Un jour Moricaud manqua à l’appel.
Où diantre s’en était-il allé ? Sans doute où vont les chats quand l’amour les taquine.
Mais voilà qu’au milieu de la nuit, la sonnette se met à sonner toute seule. On s’effraie, on s’empresse ; s’il y avait des revenants dans la maison ? Non ! c’est tout simplement Moricaud qui, de retour et pressé par la faim, s’était suspendu à la corde, et sonnait, sonnait comme un sonneur ivre, dans l’espérance de faire venir le mou.
Comment ne pas aimer les chats !
Quoique l’heure presse et que le papier à noircir pour aujourd’hui diminue, je ne déposerai pas la plume sans vous raconter, à propos des mêmes chats, une attendrissante anecdote qui prouve que chez eux, — a-t-on assez mal compris, a-t-on assez calomnié leurs semblables ? — le cœur était à la hauteur de l’esprit.
Comme dans tant d’autres maisons, il se trouvait dans la maison aux chats un grand-père, vieil homme presque octogénaire mais solide encore, et qui, pour rien au monde, n’eût manqué d’aller tous les jours boire son verre, fumer sa pipe et faire sa partie d’avant dîner au café du bout de la ville.

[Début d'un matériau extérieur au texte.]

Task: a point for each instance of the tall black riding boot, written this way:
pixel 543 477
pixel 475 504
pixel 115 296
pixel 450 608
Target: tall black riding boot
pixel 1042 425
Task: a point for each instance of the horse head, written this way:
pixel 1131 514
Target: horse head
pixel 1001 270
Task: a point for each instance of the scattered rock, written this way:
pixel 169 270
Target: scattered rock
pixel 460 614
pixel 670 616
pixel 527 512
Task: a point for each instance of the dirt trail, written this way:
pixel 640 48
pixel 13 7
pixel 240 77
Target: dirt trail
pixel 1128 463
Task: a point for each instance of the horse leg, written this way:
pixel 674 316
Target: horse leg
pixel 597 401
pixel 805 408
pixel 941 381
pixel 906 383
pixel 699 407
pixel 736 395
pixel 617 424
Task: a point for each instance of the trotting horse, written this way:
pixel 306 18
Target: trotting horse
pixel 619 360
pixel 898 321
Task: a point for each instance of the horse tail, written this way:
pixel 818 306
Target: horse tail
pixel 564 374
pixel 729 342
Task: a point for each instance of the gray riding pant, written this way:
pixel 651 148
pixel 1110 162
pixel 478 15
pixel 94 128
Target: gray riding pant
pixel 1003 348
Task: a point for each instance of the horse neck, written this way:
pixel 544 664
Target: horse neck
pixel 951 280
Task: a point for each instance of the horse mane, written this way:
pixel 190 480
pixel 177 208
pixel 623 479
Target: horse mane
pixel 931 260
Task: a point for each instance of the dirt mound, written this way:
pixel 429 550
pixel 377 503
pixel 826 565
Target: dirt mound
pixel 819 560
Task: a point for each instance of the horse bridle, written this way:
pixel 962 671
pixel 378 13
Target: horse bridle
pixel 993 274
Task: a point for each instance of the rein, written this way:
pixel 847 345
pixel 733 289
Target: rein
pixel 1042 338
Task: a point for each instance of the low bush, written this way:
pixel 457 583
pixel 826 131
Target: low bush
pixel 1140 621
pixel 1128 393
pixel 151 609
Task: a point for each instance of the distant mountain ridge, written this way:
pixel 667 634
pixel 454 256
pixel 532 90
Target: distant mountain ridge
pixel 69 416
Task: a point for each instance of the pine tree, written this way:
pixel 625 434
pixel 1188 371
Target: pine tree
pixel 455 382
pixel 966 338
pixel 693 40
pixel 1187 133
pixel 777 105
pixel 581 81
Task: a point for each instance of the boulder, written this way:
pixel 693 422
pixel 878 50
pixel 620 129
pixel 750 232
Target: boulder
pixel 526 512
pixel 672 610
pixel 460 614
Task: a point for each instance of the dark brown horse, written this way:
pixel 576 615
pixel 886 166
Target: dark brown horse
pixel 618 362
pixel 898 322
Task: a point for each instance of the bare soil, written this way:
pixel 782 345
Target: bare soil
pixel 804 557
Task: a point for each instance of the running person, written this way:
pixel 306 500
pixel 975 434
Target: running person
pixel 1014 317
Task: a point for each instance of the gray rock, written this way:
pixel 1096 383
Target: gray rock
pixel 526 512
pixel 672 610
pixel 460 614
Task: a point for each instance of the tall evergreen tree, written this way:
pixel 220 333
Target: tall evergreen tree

Grand-père aimait beaucoup ses chats, ses chats aussi l’aimaient beaucoup ; et ils le lui prouvaient chaque soir à l’heure de son retour du café, en allant au devant de lui jusqu’au coin de la prochaine rue, tous de front, leurs trois queues en l’air. Là, des ronrons récompensés par des caresses. Puis, les chats se remettaient en marche, et, tous de front, leurs trois queues en l’air, précédaient grand-père jusqu’à la porte.
Par malheur, au commencement de l’hiver, grand-père tomba malade. On lui prescrivit un repos absolu, sa chambre fut consignée, et les chats ne le virent plus.
Ceux-ci ne savaient pas ce qu’était devenu leur ami ; et chaque soir, à l’heure ordinaire, ils allaient jusqu’au coin de la prochaine rue, attendaient un instant, puis s’en retournaient la queue basse et l’air désolé, conduite qui faisait l’étonnement et l’édification de tout le voisinage.
Or, certain jour passa par la ville un vieux chercheur de pain à peu près du même âge que le grand-père, et qui, avec sa canne, sa barbe blanche, ses habits râpés mais fort propres, n’était pas sans lui ressembler.